Rabbi Ruth Adar is a teaching rabbi in San Leandro, CA. She has many hats: rabbi, granny, and ham radio operator K6RAV. She blogs at and teaches at Jewish Gateways in Albany, CA.

11 thoughts on “The Jewish Introvert”

  1. I’m not sure it affects as I choose which way to reflect with or be with others. As with my art when I create I hold within me what I have seen and the same with people. I don’t see introversion or extroversion as opposites, but rather as parts of being, sometimes mixed in combinations that make for a congeniality with others and sometimes not. We mix with others and alone we mix also.

    1. The article I linked to (“it’s just the way some of us are wired”) suggests the same – we’re all a mixture. That made a lot of sense to me. The way it was explained to me, the introvert needs “alone time” to energize, but the extrovert needs “people time” to energize. But I agree, no one is purely one or the other.

      1. Yes, I sometimes energize from picking up from others. LIke I energize from the extroverts and also the introverts….and the trees, smiles. Have a good shabbos and thank you for your thoughts and your blog!!!!!

  2. I am such an introvert that I score 10/10 on the Myers-Briggs test for it. And yet I still need community.

      1. A sense that I’m part of something bigger than myself. A sense that I don’t have to do it all on my own – that there are people who will help me if I ask for it.

    1. That’s a pretty good description of me. The article I linked to suggests that most of us are on a continuum from Very Extroverted to Very Introverted, and we’re a mix of the two. Certainly I could never live cut off from other people for an extended period of time!

  3. I’m a very sociable, emotive, talkative introvert. That’s a hard one to figure out, growing up! I act like an extrovert is supposed to, by being outgoing and seeking lots of community — but it costs me.

    I have to prepare in privacy beforehand, and relax in privacy after. It used to make my large loud family crazy when I’d disappear to recharge alone instead of squeezing every drop of together family time out of a situation, and I think it’s still perceived as a minor character flaw, but it’s ‘ just the way she is’. I was very glad when I discovered that extroversion does not mean ‘outgoing’ or ‘ likes people’, the way popular culture uses it. I finally made sense to me.

    The funny thing is that I am one of the more family and community minded people – I seek it out and build it when it doesn’t already exist. I am the person drawing people out and together, and being the social glue.

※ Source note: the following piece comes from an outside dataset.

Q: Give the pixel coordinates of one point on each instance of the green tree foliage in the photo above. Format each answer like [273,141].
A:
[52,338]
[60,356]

I’m generally the new person who everyone assumes was actually the organizer or old hand because I get people talking and laughing together.

    And then I go home and sit by myself to recharge.

  4. Reading the blog and responses makes me ponder… the need to disconnect being more of a response to the way we are unnaturally bombarded by so many things in our normal day-to-day lives -unable to avoid.

    If one considers “being able to disconnect” not being reflective of an intro or extrovert characteristic, but a need to reduce the overwhelming intrusions that are not within our control – what I’m seeing as an increasing necessity of our societal structure/expectations these days. Not being able to unplug from work, friends and family due to cell phones, tablets, computers, etc. worries me for our youth.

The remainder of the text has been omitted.